Allocate VBOs for each node of geometry in the scene, fill them up, render them, and dispose of them. Aagh!
Allocate one VBO for the duration of the scene, then slice() it up into bits each frame and render the geometry with them, then dispose the slices. Aaagh!
Allocate one VBO for the duration of the scene, fill it up with geometry and remember the starts and lengths somewhere, render just those bits by setting the position() and limit().

I hope it’s clear that 3. is a couple of orders of magnitude faster.

Cas

uran · November 3, 2005, 7:45pm

Thanks for clarification.

As far as VBO is concerned, and general (VBO) usage guidelines never raised much question.

I was mainly probing to see what kind of improment/degradation occured in those programs which have one or more tight loops per-frame where dynamic textures are downloaded. i.e: if in a certain context I have to download 3 textures per-frame, lets assume for example 3 planes of a YUV frame, then thats 3 additional JNI calls one would have to make to rewind the buffer twice, once before and once after filling it up. One could make all sorts of arguments about packing textures, but truth of the matter is, everyone will always have some argument to be made.

Anyways, I must be the only one who sees issue with additional JNI overhead, so without further ado, its all clear.

kbr · November 3, 2005, 8:35pm

There is no JNI involved in setting or retrieving the position or limit of a Buffer. This is all Java code and when these values are passed from JOGL’s Java code to C via JNI the values are all fetched using pure Java code. The only additional overhead is in passing down an additional int argument through JNI (negligible) and adding this offset on to the base pointer (again, negligible). We did some performance testing with higih-throughput demos like the VertexArrayRange demo and weren’t able to see any speed hit from paying attention to buffer offsets.

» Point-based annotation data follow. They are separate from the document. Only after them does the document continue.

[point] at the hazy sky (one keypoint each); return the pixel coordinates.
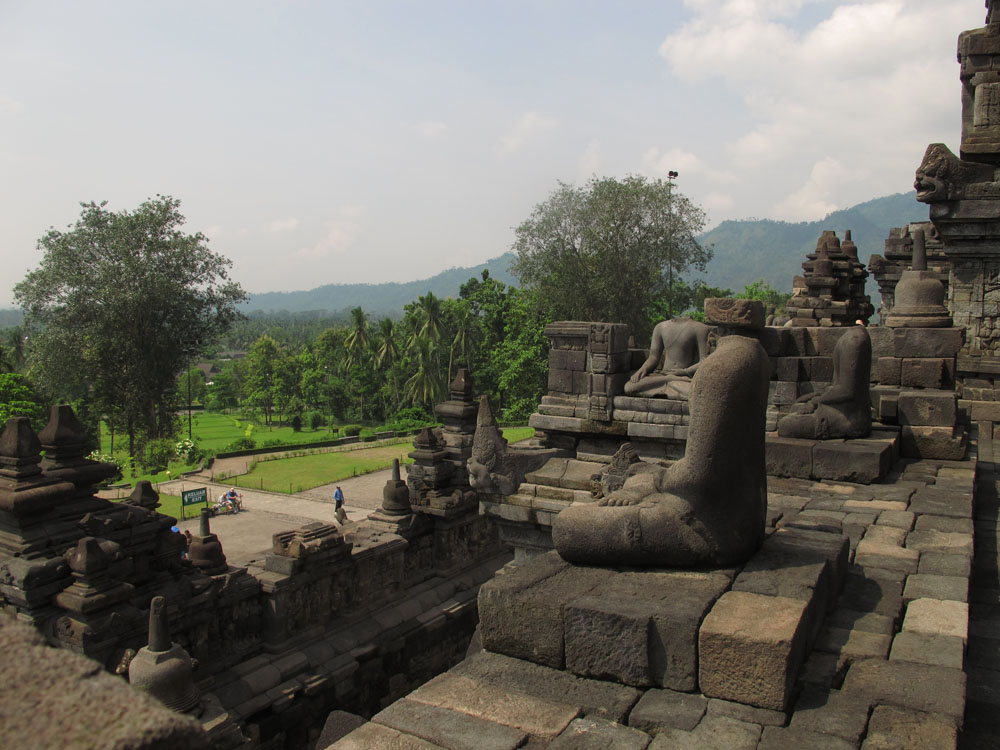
(368, 141)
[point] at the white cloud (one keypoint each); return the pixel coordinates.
(340, 235)
(282, 225)
(589, 163)
(812, 200)
(10, 105)
(860, 93)
(529, 126)
(432, 127)
(658, 163)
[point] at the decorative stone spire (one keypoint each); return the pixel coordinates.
(395, 494)
(205, 551)
(163, 668)
(919, 296)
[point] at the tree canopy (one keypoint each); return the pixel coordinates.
(119, 305)
(607, 250)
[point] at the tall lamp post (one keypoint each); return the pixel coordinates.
(671, 176)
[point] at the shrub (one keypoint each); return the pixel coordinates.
(156, 454)
(241, 444)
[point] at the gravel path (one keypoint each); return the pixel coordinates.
(247, 536)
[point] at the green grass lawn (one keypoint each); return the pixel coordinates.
(291, 475)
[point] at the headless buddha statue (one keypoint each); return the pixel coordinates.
(844, 410)
(709, 507)
(682, 343)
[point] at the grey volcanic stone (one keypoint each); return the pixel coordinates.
(667, 709)
(451, 729)
(521, 610)
(844, 409)
(593, 697)
(892, 728)
(708, 507)
(750, 648)
(598, 734)
(912, 686)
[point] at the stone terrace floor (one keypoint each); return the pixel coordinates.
(982, 711)
(923, 515)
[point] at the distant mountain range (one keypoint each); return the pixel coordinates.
(752, 249)
(378, 299)
(744, 251)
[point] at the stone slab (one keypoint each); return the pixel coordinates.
(598, 734)
(450, 729)
(521, 609)
(892, 728)
(641, 627)
(860, 461)
(926, 586)
(937, 617)
(713, 733)
(378, 737)
(923, 648)
(537, 716)
(832, 713)
(751, 647)
(592, 697)
(788, 457)
(912, 686)
(778, 738)
(667, 709)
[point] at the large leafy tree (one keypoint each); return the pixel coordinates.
(605, 251)
(119, 304)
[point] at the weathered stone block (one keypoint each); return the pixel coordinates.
(596, 734)
(713, 732)
(592, 697)
(663, 709)
(931, 442)
(924, 648)
(913, 686)
(521, 610)
(560, 381)
(892, 728)
(788, 457)
(888, 556)
(751, 647)
(927, 342)
(888, 370)
(657, 612)
(539, 717)
(937, 617)
(927, 408)
(925, 372)
(851, 461)
(448, 728)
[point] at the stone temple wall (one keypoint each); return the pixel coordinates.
(328, 621)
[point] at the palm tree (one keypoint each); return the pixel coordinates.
(423, 387)
(464, 332)
(357, 344)
(388, 353)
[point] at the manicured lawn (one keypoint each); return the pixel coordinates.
(291, 475)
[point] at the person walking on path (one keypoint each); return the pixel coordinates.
(338, 505)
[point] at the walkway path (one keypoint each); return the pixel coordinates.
(247, 536)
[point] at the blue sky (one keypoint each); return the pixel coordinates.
(337, 142)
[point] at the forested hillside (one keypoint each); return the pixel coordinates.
(379, 299)
(774, 250)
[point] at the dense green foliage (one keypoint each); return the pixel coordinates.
(119, 305)
(774, 250)
(607, 250)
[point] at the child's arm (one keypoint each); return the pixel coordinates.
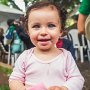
(57, 88)
(16, 85)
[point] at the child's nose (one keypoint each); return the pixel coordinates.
(43, 31)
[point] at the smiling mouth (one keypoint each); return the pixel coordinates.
(43, 40)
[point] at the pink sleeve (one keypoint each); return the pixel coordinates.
(75, 80)
(19, 69)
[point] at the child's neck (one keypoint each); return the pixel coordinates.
(46, 55)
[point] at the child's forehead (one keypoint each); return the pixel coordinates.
(49, 7)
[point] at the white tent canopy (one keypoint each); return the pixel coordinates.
(7, 9)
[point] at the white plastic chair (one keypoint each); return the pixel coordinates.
(73, 35)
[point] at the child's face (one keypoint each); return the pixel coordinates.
(44, 27)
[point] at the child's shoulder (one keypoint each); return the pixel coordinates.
(65, 52)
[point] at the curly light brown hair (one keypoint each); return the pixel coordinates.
(38, 5)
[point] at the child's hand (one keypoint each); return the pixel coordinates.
(57, 88)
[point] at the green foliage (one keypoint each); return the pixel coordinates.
(4, 87)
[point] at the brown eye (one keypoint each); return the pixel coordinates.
(51, 25)
(36, 26)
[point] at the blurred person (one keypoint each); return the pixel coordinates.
(22, 33)
(84, 11)
(2, 39)
(45, 66)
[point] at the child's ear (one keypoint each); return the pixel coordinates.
(28, 33)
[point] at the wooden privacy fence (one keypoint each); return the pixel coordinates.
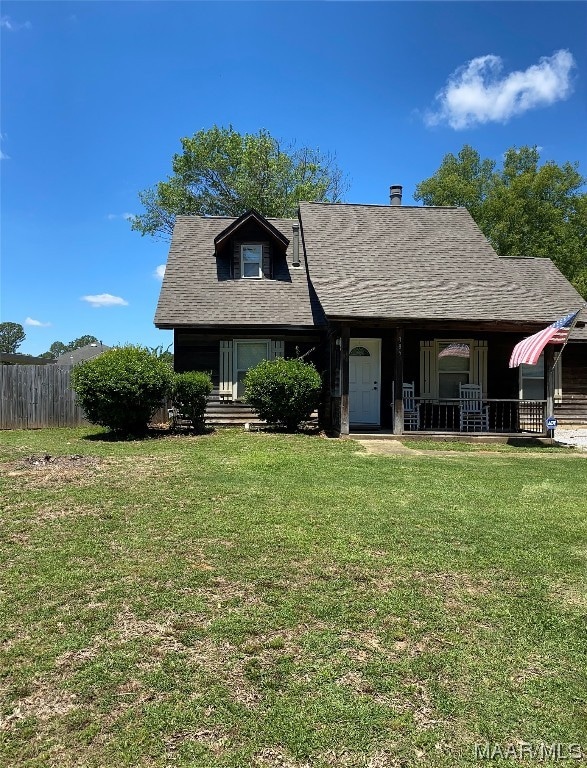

uran · November 3, 2005, 9:05pm

Ok well in that case, attribute this to lack of sleep (and/or other misdeed on my part) that I did notice a minor difference in CPU usage between the two test runs of a program based on JOGL 1.1.1 and one based on JSR-231 (beta1). I will continue all conversion to JSR-231 as all other improvements outweigh this (aparently misconceived on my part detriment) and if I do indeed solidify substantial performance degradation, I will post for further discussion.

P.S:
Test machine: P3 @ 500Mhz, Radeon 9k
JOGL 1.1.1 test run consumed on average about ~2%.
JSR-231 beta1 consumed on average about ~9%.

In my efforts to sqeeze out most of the CPU for other tasks, I may have overstepped common sense and forgotten that premature optimizations are root of all evil.

kbr · November 4, 2005, 1:50am

A lot has changed in the JOGL implementation since 1.1.1 and it’s certainly possible that additional code in the JOGL implementation could be the cause of the increased CPU consumption. If you get some profile data from your application pointing to new code in JOGL as the culprit then please provide a test case and file a bug.